The look on his face shifted instantly from effort to panic. It was like watching a slow-motion car crash, that moment when you realize you’ve made a mistake and there’s no hiding it. I got up quickly and helped him guide the weights down. He didn’t say much. He didn’t need to. That look said everything: embarrassment, frustration, a quiet hope that no one had noticed. I went back to my bench, but the moment didn’t leave. Because I knew exactly what had just happened.
I’ve done the same thing. More times than I can count. Looking at the plates, doing the math in my head—not based on what I can actually lift, but based on what I think I should be able to lift. At 6’6, there’s this unspoken expectation. You’re supposed to be strong and imposing. So when the weight doesn’t match the image, something in you starts to shift—not physically, but internally.

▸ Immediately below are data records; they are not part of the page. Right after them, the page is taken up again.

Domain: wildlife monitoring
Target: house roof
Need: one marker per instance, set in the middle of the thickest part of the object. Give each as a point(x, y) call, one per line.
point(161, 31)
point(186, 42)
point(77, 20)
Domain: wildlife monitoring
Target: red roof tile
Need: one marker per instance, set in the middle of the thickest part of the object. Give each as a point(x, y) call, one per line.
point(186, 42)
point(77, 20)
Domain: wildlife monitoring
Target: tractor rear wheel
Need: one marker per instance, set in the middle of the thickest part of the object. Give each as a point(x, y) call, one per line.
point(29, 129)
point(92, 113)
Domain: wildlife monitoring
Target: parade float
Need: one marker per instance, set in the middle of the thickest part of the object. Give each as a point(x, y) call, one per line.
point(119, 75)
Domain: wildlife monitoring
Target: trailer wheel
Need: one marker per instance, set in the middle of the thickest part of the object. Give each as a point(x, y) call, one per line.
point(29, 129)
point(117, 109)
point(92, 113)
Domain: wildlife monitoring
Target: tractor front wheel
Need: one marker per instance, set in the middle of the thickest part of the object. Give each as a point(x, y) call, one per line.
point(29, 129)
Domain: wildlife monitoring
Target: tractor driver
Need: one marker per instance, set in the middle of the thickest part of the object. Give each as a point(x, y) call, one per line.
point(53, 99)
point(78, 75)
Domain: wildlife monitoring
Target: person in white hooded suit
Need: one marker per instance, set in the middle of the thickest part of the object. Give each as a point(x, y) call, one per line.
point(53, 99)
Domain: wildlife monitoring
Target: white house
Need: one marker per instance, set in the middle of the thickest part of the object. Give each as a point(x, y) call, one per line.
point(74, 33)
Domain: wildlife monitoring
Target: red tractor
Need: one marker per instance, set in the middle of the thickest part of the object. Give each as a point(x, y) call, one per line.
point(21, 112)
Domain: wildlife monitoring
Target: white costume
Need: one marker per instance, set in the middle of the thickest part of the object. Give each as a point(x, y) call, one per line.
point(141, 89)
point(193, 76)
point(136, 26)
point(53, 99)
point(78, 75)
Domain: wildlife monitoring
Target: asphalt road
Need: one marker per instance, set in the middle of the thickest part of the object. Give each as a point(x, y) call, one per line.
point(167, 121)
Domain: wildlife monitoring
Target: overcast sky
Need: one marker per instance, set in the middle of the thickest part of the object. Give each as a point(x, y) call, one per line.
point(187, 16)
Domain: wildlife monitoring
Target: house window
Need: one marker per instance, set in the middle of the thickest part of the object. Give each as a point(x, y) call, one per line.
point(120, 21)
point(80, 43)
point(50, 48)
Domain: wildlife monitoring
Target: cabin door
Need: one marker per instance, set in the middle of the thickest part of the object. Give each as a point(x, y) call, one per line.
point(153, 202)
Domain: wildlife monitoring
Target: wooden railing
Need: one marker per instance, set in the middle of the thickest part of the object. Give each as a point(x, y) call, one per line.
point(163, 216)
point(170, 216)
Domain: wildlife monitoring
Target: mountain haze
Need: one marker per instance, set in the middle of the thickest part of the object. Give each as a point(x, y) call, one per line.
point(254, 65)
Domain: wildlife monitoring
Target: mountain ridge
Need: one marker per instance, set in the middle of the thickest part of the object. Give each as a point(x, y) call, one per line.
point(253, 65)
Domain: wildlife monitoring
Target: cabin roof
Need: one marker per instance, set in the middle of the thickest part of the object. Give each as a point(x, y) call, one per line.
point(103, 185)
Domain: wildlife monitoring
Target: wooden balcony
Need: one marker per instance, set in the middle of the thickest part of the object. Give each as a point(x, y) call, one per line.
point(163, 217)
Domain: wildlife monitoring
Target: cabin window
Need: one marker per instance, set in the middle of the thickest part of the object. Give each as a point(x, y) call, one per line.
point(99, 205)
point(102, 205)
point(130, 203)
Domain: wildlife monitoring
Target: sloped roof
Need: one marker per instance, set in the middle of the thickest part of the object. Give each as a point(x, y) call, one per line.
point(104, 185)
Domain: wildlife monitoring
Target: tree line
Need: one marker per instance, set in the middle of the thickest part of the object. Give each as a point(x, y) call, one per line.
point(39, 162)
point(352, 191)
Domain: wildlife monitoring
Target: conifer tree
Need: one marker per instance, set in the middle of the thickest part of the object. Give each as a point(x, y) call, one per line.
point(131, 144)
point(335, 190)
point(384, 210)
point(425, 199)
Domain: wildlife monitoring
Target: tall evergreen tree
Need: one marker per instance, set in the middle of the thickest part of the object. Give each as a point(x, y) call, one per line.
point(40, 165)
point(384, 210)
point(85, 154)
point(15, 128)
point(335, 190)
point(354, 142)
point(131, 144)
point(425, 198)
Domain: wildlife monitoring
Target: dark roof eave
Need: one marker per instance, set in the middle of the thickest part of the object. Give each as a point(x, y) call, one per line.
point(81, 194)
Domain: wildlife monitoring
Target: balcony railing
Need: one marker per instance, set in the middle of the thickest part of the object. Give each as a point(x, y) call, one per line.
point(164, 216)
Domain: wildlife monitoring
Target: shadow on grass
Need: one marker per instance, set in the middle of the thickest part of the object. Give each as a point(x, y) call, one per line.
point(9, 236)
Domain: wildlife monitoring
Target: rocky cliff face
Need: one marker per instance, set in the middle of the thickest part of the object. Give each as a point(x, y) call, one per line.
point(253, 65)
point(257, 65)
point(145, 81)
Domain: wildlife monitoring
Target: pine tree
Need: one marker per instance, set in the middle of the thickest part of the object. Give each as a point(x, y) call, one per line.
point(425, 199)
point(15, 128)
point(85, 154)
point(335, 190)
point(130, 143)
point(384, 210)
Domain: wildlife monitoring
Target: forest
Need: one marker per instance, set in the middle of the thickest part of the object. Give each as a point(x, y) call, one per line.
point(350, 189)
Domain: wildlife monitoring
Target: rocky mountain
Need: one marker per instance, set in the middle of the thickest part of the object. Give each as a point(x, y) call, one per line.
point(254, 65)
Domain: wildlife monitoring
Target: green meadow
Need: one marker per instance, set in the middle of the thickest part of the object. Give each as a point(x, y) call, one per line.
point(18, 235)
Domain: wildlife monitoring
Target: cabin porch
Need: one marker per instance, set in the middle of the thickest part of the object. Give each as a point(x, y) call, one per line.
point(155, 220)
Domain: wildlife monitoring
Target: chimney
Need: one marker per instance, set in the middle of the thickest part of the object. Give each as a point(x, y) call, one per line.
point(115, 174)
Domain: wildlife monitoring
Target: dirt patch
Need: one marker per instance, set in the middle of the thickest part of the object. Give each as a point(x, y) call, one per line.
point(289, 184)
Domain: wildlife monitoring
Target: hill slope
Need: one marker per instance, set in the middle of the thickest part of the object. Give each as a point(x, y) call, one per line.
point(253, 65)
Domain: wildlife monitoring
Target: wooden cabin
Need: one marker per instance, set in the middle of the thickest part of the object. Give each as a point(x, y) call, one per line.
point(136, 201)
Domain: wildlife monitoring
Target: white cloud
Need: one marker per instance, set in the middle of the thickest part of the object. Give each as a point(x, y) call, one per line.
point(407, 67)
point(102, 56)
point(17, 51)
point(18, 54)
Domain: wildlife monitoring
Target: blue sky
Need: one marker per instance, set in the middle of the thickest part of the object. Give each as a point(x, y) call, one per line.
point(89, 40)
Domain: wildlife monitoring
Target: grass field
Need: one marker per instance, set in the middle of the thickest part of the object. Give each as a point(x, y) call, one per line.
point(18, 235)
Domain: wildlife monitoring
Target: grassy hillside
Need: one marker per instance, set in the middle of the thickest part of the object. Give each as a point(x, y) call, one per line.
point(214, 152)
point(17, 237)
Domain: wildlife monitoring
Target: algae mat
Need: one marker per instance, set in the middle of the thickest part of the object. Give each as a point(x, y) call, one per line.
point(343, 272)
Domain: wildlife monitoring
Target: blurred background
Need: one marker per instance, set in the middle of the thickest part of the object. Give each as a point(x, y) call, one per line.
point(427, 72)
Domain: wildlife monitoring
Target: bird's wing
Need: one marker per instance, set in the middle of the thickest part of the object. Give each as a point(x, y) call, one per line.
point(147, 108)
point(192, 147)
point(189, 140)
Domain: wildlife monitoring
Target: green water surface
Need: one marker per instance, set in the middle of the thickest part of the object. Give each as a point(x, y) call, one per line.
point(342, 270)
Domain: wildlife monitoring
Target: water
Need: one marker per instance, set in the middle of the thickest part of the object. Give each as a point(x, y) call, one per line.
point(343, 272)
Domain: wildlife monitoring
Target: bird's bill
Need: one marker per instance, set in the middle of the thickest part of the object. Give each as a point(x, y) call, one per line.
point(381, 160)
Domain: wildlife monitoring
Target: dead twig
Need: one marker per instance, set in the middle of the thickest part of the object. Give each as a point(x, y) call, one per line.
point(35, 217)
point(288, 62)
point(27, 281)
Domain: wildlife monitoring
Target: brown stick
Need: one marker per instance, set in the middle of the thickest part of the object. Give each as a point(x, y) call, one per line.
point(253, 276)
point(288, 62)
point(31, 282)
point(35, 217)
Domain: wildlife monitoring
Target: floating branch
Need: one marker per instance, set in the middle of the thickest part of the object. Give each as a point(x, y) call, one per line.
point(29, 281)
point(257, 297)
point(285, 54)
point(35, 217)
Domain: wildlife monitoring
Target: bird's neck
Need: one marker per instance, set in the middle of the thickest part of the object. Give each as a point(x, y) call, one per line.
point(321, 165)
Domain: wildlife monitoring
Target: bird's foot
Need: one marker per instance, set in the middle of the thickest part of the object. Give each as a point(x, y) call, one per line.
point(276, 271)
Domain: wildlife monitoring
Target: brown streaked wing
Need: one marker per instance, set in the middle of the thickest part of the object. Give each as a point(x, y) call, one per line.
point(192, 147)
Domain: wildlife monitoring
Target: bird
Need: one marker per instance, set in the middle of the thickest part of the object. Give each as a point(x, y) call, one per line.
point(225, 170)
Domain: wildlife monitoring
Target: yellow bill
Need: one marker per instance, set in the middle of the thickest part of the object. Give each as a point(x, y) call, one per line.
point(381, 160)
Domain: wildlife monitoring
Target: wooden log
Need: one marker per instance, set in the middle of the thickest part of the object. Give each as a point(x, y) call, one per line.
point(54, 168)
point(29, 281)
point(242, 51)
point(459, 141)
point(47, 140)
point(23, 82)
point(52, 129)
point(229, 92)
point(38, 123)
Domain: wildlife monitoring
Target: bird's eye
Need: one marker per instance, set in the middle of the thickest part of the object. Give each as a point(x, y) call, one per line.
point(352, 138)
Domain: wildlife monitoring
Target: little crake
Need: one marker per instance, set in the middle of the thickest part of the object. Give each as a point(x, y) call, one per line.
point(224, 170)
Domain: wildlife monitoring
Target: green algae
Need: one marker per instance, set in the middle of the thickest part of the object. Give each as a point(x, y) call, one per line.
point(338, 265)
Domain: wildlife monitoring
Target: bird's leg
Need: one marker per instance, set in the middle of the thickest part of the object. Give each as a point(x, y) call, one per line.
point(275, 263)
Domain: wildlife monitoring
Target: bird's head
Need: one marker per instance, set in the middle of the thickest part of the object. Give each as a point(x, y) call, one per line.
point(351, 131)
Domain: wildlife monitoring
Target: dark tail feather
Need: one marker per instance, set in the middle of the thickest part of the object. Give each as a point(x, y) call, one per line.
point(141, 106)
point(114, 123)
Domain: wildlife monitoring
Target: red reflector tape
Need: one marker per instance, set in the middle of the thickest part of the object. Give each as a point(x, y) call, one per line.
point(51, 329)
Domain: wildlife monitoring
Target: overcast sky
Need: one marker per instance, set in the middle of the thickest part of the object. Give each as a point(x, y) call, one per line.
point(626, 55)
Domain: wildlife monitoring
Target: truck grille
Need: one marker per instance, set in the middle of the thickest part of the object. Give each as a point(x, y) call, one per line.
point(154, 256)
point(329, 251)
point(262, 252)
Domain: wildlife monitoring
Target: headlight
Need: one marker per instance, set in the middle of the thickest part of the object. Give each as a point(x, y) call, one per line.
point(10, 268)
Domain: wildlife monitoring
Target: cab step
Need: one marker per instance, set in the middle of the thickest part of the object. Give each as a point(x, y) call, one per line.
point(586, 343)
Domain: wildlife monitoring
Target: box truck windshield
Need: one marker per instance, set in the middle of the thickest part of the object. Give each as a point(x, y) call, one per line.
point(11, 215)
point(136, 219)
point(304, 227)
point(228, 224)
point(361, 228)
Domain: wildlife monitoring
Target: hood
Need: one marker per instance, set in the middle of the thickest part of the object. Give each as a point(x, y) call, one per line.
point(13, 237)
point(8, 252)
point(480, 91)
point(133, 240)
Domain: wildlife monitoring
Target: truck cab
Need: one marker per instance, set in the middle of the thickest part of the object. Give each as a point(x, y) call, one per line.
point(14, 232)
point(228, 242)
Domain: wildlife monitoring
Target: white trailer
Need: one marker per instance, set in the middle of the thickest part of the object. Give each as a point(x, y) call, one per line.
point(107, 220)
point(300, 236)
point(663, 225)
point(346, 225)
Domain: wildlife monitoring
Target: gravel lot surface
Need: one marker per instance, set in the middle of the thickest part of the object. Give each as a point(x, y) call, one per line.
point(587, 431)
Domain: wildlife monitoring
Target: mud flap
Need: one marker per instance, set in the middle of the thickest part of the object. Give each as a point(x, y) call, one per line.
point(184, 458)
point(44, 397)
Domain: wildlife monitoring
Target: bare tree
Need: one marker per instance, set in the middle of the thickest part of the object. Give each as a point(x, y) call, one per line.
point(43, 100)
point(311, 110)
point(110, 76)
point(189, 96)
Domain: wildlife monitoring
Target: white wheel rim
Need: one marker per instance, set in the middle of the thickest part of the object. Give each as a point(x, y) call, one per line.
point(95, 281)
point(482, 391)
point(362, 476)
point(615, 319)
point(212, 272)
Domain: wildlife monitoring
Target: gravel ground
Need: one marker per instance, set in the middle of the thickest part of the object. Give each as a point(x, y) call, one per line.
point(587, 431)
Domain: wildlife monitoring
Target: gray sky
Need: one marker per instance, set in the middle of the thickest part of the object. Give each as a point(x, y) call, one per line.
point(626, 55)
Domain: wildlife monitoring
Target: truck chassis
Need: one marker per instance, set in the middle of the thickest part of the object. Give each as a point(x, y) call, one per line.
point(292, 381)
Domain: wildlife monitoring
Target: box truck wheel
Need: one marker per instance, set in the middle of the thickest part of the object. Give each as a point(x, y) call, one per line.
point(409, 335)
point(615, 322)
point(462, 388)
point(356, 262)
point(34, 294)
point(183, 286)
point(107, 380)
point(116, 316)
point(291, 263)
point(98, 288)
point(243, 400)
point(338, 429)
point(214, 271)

It’s not loud or obvious, but persistent. Like a quiet voice that keeps asking: Is this enough?
And the strange part is, it doesn’t always show up for other people. It shows up for you. For the version of yourself you think you’re supposed to be. So you push. Add more weight. Force another rep. Not because you need to, but because you feel like you have something to prove, even when no one is watching.
Because the truth is…no one really is.
Everyone in that gym is fighting their own battle with the weight in front of them. No one is keeping score of yours. But that pressure still feels real.
And that’s where the cost comes in.
You stop lifting for progress and start lifting for validation. You stop listening to your body and start listening to an idea, of who you should be. And somewhere along the way, you lose track of what’s real.
Real strength isn’t forcing weight you can’t control. It’s knowing when to let it go. It’s staying aligned with where you actually are, not where you think you should be.
We get one life.
Why spend it performing for people who aren’t watching?
Maybe it starts small. Maybe it starts with sitting on that same incline bench, pausing for a second, and choosing to lift only what’s yours, and leaving the rest behind.